One of the clearest examples is the confirmation of the email address or the password with a double field in the forms.




6 | Recognition instead of memory 

This sixth principle tells us that information and options should be visible and easily accessible to the user, instead of depending on the user’s memory.

The simplest example of this principle can be found in text editors.

With a text editor when you are going to select a font among the thousand that you have installed, it is easier for us to have a preview of the font, instead of having to remember the name of each one of them.




7 | Flexibility and efficiency of use

Flexibility and efficiency of use mean that the interface must be able to adapt to the needs and abilities of the users and allow users to perform tasks quickly if they wish.

A clear example of this is the Google search engine, if you do not have much experience in its use, it is simply write what you want to search for and that’s it. But if you are more expert and hope to find more specific searches, you can use operators within the search engine.




8 | Aesthetic and minimalist design

It is of vital importance that the interface of our website or application is attractive and easy to understand, with a simple and clean design.

Experience tells us that the user expects to find clean sites that load quickly, so it is advisable to remove everything that you consider unnecessary and that does not provide any functionality to our website.


9 | Helps users to recognize, diagnose and recover from errors 

Another of the most important principles to build a usable website.

Error messages should be clear and offer solutions to recover from any problems the user is experiencing.

One of the best-known examples is the 404 error.
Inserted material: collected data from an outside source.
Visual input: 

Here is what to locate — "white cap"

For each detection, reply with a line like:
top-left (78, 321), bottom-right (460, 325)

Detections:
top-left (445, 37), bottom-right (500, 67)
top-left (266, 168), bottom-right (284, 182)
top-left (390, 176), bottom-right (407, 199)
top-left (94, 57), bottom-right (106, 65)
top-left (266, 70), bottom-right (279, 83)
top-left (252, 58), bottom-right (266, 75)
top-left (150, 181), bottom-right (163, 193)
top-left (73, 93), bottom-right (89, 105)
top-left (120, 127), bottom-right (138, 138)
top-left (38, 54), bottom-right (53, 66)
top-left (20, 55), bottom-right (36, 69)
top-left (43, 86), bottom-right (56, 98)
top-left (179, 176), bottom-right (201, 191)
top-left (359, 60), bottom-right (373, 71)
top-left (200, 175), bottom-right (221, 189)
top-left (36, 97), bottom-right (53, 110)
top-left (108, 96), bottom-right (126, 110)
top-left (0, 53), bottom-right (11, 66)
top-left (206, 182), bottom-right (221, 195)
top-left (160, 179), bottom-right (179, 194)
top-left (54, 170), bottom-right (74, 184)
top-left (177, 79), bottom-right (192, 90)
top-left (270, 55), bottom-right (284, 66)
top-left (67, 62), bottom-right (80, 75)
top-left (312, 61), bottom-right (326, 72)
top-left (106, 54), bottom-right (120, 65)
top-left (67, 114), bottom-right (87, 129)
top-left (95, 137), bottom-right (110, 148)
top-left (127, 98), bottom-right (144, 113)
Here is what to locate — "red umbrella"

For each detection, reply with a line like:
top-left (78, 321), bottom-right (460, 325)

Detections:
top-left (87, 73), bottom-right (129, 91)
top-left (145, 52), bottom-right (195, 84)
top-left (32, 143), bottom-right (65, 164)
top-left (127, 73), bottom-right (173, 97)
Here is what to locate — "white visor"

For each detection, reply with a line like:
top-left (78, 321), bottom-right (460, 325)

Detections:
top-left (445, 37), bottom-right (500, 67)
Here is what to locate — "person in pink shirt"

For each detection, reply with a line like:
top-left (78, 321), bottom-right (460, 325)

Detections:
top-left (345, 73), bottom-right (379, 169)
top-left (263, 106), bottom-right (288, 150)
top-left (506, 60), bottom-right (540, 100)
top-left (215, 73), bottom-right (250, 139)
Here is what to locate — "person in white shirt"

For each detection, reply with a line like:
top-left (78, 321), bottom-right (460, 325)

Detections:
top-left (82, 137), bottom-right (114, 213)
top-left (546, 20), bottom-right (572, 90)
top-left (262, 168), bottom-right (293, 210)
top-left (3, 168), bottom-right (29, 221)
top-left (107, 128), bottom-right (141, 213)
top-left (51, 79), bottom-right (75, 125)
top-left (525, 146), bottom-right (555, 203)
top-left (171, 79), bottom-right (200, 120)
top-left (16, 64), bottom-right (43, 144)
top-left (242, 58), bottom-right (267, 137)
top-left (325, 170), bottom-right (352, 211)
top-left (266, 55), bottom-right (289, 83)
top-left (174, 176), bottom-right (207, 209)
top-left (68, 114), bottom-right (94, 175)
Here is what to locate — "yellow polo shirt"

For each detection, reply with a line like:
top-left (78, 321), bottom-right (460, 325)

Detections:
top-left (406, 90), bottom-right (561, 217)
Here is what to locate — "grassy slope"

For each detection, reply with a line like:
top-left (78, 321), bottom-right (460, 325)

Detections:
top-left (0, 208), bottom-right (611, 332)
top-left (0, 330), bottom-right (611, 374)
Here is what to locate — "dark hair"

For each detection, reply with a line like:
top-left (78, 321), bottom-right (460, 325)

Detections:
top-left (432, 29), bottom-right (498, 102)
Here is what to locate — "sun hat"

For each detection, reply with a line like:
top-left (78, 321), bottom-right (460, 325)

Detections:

Most of us know that it is a 404 error but some users do not know what it is, so we must change it or accompany it with a friendlier message such as “Sorry, page not found” and Give it the possibility of exiting with other related pages or an internal search engine so that you can search and do not leave the web.


Help-users-recognize-diagnose-and-recover-from-errors -Principles-Heuristics-Jakob-Nielsen-Itequia


10 | Help and documentation

The last of the heuristic principles offer help and documentation to the user who browses our website or application.

The interface should provide sufficient documentation and help for those users who need more information or support.

There are a wide variety of examples of this principle, such as:

  • FAQs, “Frequently Asked Questions”, frequently asked questions
  • The information or question mark icon near some options
  • Onboarding as soon as you open an application that shows the essentials or a small tutorial on use and navigation




Why should we follow these 10 Nielsen heuristic principles?

There are many new applications under development and conventional products that suffer from poor usability. And most of them would benefit from a heuristic analysis by a single expert.

As a consequence, they would see a huge improvement in their UX without breaking the budget. However, if time and money allow, between 5 and 8 experts seem to be the sweet spot, as this option should reveal most of the usability issues that your app or website suffers from.

It is important to know that compliance with Nielsen’s 10 heuristic principles does not exclude user tests, but as you may have noticed, after reading the article, they allow for detecting “clear” errors before launching any product or service.